Athletic Television
- "Cheyuk Tellebijyeon"
- Country: North Korea
- Broadcast area: Pyongyang (via Analog), Nationwide (via DTT and Manbang IPTV)
- Headquarters: Pyongyang, North Korea

Programming
- Language: Korean
- Picture format: 1080i 16:9 HDTV (downscaled to letterboxed 4:3 576i for the SDTV feed)

Ownership
- Owner: Korean Central Broadcasting Committee
- Sister channels: Korean Central Television Ryongnamsan Mansudae

History
- Launched: 15 August 2015

Availability

Terrestrial
- Analog (PAL): Channel 6 (175.25 MHz) in Pyongyang
- Digital: DVB-T2
- Video on demand: Manbang

Streaming media
- Koryo Front: Sports Television
- Juche TV: Sports TV

Korean name
- Hangul: 체육텔레비죤
- RR: Cheyuktellebijon
- MR: Ch'eyukt'ellebijon

= Athletic Television =

North Korean television channel

Athletic Television (체육 텔레비죤), also known as Sport Television, is a state-owned sports television channel in North Korea.
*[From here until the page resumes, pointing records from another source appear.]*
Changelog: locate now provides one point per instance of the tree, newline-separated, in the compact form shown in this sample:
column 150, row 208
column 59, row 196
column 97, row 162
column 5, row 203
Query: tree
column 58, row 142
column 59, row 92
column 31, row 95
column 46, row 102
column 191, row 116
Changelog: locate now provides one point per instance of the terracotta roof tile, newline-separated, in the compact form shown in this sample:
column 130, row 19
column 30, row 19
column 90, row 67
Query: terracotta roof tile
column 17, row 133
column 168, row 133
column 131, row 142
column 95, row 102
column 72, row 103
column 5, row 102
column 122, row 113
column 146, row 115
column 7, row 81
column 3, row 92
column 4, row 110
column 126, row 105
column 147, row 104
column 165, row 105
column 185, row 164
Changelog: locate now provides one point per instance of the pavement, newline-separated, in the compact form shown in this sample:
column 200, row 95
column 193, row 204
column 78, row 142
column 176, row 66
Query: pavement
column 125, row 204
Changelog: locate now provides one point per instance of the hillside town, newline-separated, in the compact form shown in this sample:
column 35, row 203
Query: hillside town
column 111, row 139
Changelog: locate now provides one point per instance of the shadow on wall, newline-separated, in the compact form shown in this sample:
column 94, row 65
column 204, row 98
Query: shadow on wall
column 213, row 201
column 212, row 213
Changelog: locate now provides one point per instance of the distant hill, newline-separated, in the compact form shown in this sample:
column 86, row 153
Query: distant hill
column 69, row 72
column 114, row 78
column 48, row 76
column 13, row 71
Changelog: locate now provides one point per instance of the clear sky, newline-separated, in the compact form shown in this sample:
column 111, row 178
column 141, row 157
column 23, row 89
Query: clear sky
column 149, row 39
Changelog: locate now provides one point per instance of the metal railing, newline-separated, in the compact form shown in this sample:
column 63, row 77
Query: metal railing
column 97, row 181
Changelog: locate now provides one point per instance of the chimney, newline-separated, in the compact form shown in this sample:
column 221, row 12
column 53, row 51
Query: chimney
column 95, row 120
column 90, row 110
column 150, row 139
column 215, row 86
It started broadcasting on 15 August 2015, coinciding with the seventieth anniversary of the National Liberation Day of Korea. The channel broadcasts only on Saturdays and Sundays since its inception.

==History==
Broadcasts began on 15 August 2015 airing only three hours a day (7pm to 10pm), six hours a week, on Saturdays and Sundays. Highlights of the first weekend on air included the female tournament of the 2015 East Asian Football Cup and the female final of the 10-metre platform of the 16th World Aquatics Championships, both featuring North Korean athletes winning gold medals. The goal of the channel was to create a "sporting fever" among the society.

At an unknown date, Athletic converted to high definition television and moved its opening time to 6pm (four hours a day). The channel carries coverage of domestic sports coverage which KCTV doesn't cover on its weekend sports block. Some international events are also broadcast, but on tape delay. It also simulcasts the 8pm news from the main channel.